It is still in the queue. We are not actually seeing a lot of user demand for this. (yet)
One possible reason for this "lack of demand" is that maybe we've just given up hope... and your continued pushing of RAID 10 as the better "safest" alternative. But there are 2 major downsides to the "simple" RAID 10 strategy:
1) RAID 10 arrays are inefficient. Yes, I have an independent backup of all of my data, but that is NOT the purpose of the duplicate disks in a RAID 10 array. If I have a single disk failure in a RAID 10 array, the recovery process is VERY slow (for me, it can take many days to rebuild a single 32TB volume). And having an independent backup (which is not ALSO a RAID 10 array, by the way; that would cost me even more disks and enclosures) can also cost me even more days for recovery because that backup is not on-site.
2) RAID 10 arrays are "fragile" in that they can get out of sync easily, also then forcing a complete rebuild. This kind of fragility is not so much because of disk failures, but because of flaky USB C connections. Yes, yes, I use your "Cling On" product on my drives... but it is useless if the problem is on the other end of the cable. Having had to wait a LONG TIME for a total rebuild of more than one RAID 10 array due to my not finding and fixing a flaky USB connection until it was too late and the array getting "out of sync", I am now in the process of migrating all of my arrays over to RAID 5. But without a 5-disk enclosure (and you killed your 6-disk enclosure for some reason), I have been forced to use multiple enclosures, which multiples the likelihood of a flaky USB connection by a factor of at least 2.
So why RAID 6 ? It's a matter of the (much, much lower) probability of failure vs the very real pain of having to do a full array restore.

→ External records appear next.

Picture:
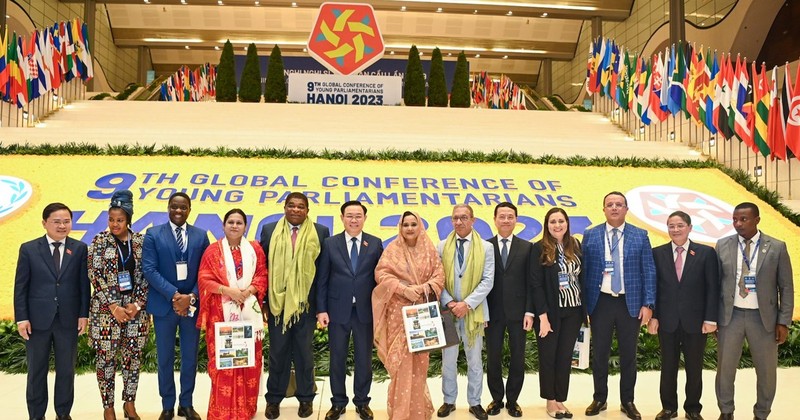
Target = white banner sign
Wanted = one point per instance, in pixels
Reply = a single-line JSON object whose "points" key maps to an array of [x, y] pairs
{"points": [[345, 90]]}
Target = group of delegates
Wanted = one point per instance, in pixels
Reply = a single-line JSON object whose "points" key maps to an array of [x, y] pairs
{"points": [[350, 284]]}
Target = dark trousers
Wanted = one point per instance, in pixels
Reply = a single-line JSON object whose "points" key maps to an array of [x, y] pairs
{"points": [[692, 345], [495, 338], [555, 354], [291, 346], [339, 344], [166, 327], [62, 338], [612, 313]]}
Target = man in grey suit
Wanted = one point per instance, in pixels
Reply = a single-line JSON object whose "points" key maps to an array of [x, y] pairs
{"points": [[756, 303]]}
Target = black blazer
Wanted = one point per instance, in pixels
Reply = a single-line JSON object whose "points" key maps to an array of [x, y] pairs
{"points": [[692, 300], [546, 288], [39, 294], [266, 237], [337, 284], [512, 293]]}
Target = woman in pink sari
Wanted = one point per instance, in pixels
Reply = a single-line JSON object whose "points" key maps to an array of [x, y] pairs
{"points": [[408, 269], [232, 282]]}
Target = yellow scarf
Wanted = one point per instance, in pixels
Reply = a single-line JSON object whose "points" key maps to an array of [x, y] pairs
{"points": [[473, 263], [291, 274]]}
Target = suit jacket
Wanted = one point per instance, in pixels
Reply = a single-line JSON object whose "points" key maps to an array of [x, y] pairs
{"points": [[39, 294], [547, 290], [774, 281], [695, 297], [338, 284], [512, 293], [160, 254], [639, 275], [266, 238]]}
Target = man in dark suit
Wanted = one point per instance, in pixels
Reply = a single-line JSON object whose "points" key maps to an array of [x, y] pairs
{"points": [[170, 261], [620, 293], [756, 303], [686, 311], [510, 309], [51, 307], [344, 305], [292, 246]]}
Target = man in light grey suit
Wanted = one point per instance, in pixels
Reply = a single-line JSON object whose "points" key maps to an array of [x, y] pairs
{"points": [[756, 302]]}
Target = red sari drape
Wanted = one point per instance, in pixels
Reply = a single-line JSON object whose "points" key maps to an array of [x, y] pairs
{"points": [[234, 392]]}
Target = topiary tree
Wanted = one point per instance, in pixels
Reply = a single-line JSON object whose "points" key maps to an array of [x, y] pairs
{"points": [[437, 85], [250, 85], [226, 75], [275, 90], [460, 95], [414, 81]]}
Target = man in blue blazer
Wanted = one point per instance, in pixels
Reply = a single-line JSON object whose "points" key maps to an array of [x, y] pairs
{"points": [[51, 307], [170, 261], [620, 293], [344, 304]]}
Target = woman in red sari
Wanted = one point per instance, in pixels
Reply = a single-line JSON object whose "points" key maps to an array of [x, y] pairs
{"points": [[232, 282]]}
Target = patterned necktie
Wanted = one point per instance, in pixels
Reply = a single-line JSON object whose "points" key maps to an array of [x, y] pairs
{"points": [[616, 278], [679, 262], [354, 254], [742, 288], [460, 252], [504, 252], [179, 238], [57, 257]]}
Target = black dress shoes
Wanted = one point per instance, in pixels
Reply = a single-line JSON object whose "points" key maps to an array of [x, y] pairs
{"points": [[595, 408], [189, 413], [629, 409], [306, 409], [514, 410], [335, 412], [446, 409], [667, 414], [166, 415], [494, 408], [273, 411], [478, 412]]}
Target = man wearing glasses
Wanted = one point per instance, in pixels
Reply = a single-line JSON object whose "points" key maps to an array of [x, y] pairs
{"points": [[620, 292], [468, 264]]}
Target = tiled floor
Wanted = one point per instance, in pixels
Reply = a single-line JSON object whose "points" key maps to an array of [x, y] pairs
{"points": [[87, 400]]}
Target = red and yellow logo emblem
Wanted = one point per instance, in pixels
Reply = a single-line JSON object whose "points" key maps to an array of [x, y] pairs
{"points": [[346, 38]]}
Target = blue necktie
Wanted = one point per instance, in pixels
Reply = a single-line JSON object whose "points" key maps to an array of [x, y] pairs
{"points": [[354, 254], [616, 278]]}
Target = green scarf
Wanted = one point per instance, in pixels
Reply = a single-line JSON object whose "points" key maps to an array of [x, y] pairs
{"points": [[291, 276], [473, 271]]}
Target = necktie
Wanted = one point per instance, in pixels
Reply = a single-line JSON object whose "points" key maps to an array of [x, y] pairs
{"points": [[57, 257], [179, 238], [742, 289], [616, 278], [354, 254], [504, 252], [460, 252], [679, 262]]}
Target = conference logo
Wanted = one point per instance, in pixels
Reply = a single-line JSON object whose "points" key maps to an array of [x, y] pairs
{"points": [[711, 217], [346, 38], [14, 193]]}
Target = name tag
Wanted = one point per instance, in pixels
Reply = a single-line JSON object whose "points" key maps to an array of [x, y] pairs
{"points": [[182, 269], [124, 280], [750, 283]]}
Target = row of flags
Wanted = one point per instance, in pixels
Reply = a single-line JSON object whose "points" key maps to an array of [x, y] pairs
{"points": [[496, 94], [729, 97], [190, 85], [33, 66]]}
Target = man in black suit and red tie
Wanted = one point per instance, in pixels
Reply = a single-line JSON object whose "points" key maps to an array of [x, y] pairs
{"points": [[51, 307], [687, 300], [344, 306]]}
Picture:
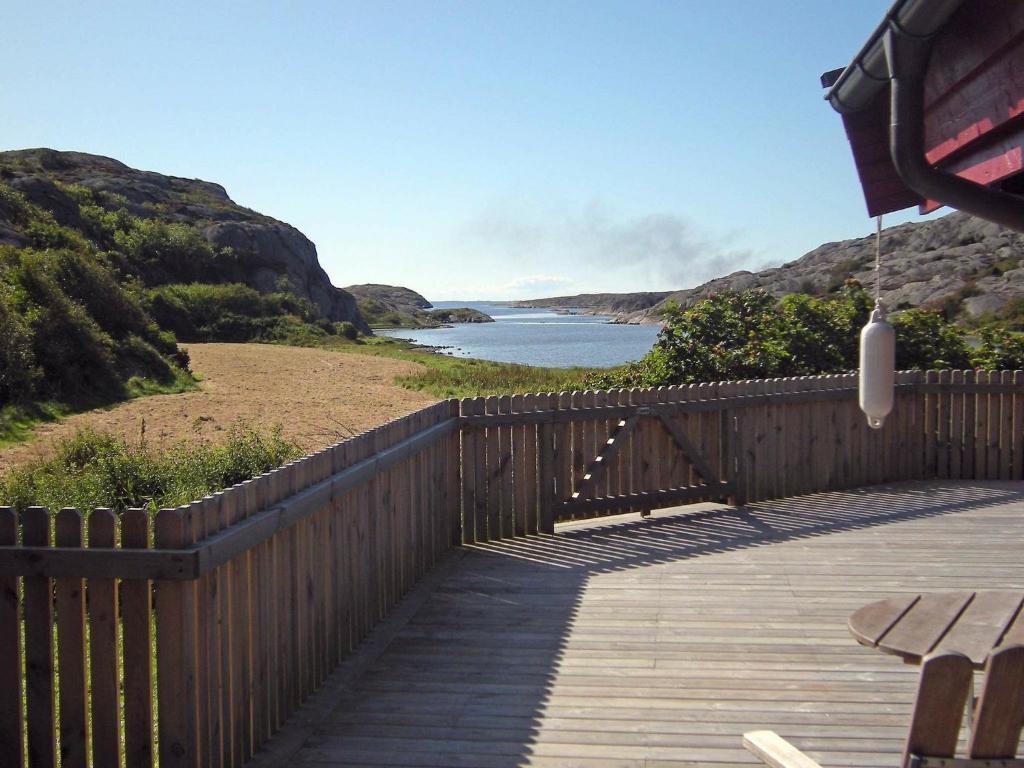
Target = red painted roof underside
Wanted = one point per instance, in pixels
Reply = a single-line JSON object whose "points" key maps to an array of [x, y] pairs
{"points": [[974, 97]]}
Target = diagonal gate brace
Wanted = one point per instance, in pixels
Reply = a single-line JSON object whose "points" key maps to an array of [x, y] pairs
{"points": [[597, 467]]}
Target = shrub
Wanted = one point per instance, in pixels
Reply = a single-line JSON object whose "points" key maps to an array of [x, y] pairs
{"points": [[347, 330], [94, 469], [999, 350], [18, 373], [233, 312], [925, 340]]}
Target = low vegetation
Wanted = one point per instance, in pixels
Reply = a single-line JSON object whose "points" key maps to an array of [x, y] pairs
{"points": [[92, 313], [444, 376], [94, 469], [751, 335], [72, 333]]}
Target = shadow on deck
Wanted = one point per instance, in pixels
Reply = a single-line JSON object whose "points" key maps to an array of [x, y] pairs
{"points": [[657, 642]]}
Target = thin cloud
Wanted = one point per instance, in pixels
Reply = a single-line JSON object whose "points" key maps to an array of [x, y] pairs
{"points": [[537, 282], [610, 252]]}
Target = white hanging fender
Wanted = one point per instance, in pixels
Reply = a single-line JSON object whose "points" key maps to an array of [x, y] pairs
{"points": [[878, 368]]}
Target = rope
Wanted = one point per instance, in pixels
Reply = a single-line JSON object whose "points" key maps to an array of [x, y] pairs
{"points": [[878, 261]]}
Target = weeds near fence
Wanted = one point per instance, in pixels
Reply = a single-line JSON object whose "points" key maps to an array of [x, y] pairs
{"points": [[96, 469]]}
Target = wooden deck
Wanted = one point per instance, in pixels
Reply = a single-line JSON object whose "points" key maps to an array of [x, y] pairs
{"points": [[657, 642]]}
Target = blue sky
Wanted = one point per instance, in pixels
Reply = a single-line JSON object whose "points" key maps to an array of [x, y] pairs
{"points": [[470, 150]]}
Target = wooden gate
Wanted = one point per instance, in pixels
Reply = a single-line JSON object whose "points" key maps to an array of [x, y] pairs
{"points": [[531, 461], [649, 454]]}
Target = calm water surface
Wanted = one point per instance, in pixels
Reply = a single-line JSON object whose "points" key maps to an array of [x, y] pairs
{"points": [[536, 337]]}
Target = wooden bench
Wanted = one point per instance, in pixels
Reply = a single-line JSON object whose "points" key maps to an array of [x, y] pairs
{"points": [[942, 694]]}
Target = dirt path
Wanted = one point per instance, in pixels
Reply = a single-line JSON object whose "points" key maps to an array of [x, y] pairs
{"points": [[316, 395]]}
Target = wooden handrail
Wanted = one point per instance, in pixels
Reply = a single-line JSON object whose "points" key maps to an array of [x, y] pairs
{"points": [[192, 562]]}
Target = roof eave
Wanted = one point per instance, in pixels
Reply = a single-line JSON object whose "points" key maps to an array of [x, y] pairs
{"points": [[868, 72]]}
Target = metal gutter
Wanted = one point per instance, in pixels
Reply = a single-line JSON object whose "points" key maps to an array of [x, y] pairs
{"points": [[868, 73], [908, 57]]}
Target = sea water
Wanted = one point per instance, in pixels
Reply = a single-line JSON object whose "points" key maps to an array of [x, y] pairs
{"points": [[536, 337]]}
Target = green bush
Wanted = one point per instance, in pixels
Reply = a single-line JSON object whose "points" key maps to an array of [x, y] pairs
{"points": [[18, 373], [999, 350], [94, 469], [233, 312], [925, 340], [749, 335]]}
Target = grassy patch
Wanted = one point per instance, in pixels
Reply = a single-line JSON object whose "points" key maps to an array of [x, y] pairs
{"points": [[96, 469], [462, 377], [17, 421]]}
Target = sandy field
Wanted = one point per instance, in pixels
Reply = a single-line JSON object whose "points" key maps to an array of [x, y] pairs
{"points": [[317, 396]]}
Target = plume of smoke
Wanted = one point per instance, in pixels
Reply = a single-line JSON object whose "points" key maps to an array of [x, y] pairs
{"points": [[607, 251]]}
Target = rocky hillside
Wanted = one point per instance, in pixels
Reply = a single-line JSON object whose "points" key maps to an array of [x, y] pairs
{"points": [[970, 268], [253, 249], [964, 265], [394, 306], [598, 303]]}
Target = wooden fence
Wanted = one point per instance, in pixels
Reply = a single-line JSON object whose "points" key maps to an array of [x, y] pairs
{"points": [[186, 638], [218, 619], [530, 461]]}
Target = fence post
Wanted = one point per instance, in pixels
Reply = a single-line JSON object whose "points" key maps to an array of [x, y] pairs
{"points": [[11, 738], [176, 652], [546, 469], [454, 480]]}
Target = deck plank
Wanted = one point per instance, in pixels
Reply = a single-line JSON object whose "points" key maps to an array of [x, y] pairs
{"points": [[657, 643]]}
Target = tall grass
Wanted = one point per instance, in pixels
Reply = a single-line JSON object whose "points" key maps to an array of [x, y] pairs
{"points": [[96, 469]]}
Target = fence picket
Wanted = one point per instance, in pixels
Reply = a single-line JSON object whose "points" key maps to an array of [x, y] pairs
{"points": [[103, 649], [11, 734], [136, 612], [39, 698]]}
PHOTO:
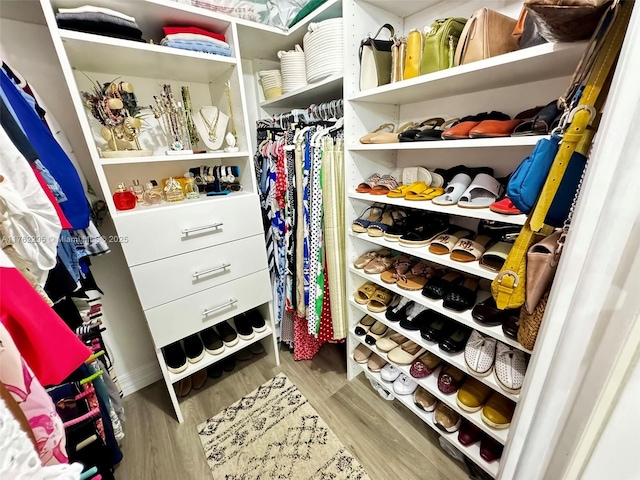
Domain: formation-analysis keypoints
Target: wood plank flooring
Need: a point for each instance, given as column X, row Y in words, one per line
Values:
column 389, row 441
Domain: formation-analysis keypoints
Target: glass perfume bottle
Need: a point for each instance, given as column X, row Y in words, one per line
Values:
column 173, row 191
column 191, row 190
column 151, row 195
column 137, row 190
column 124, row 199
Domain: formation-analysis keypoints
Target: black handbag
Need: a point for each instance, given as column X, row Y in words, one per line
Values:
column 375, row 60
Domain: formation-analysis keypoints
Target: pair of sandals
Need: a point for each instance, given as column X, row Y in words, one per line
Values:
column 481, row 192
column 456, row 292
column 375, row 298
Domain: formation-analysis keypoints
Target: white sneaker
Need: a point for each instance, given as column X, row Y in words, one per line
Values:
column 511, row 367
column 479, row 354
column 404, row 385
column 389, row 373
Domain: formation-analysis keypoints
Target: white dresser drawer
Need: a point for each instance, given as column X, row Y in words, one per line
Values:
column 172, row 230
column 175, row 277
column 180, row 318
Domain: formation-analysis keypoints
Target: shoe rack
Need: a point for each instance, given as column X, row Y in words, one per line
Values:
column 194, row 263
column 508, row 83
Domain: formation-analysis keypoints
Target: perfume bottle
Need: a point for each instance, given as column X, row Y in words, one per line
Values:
column 137, row 190
column 191, row 190
column 151, row 195
column 124, row 199
column 173, row 191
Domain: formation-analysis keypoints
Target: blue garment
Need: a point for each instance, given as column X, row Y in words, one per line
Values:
column 51, row 154
column 68, row 256
column 51, row 182
column 198, row 46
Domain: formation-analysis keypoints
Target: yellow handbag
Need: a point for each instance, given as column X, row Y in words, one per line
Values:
column 595, row 72
column 414, row 54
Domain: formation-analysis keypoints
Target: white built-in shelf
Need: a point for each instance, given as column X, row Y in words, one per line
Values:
column 194, row 157
column 428, row 205
column 500, row 142
column 430, row 384
column 472, row 451
column 323, row 91
column 403, row 8
column 472, row 268
column 455, row 359
column 261, row 41
column 464, row 318
column 220, row 201
column 100, row 54
column 209, row 359
column 550, row 60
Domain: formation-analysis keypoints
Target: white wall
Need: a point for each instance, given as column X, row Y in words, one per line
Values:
column 28, row 49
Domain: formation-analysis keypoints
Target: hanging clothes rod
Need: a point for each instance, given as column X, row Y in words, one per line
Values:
column 322, row 112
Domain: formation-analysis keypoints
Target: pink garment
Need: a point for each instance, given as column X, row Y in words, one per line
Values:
column 305, row 345
column 48, row 346
column 34, row 401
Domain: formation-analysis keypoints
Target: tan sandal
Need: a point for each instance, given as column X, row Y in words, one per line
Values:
column 365, row 293
column 392, row 137
column 387, row 126
column 380, row 300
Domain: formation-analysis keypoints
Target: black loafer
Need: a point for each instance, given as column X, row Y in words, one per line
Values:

Hear you on both fronts. The 8 bay enclosure are a more compelling reason for RAID 6, for sure.
the bigger problem is not RAID 5 vs 6 (the frequency of a dual failure when a user replaces his first failure promptly and replaces all drives before they get too old) is higher than 50,000 to one/year based on our data. So it is pretty rare.
the actual issue is HFS and APFS volume directories getting damaged. HFS there is Disk Warrior, which is pretty dependable, but APFS has no ability to repair external volumes with damaged directories. 95% of all RAID complaint and issues are not the RAID, but MacOS directories.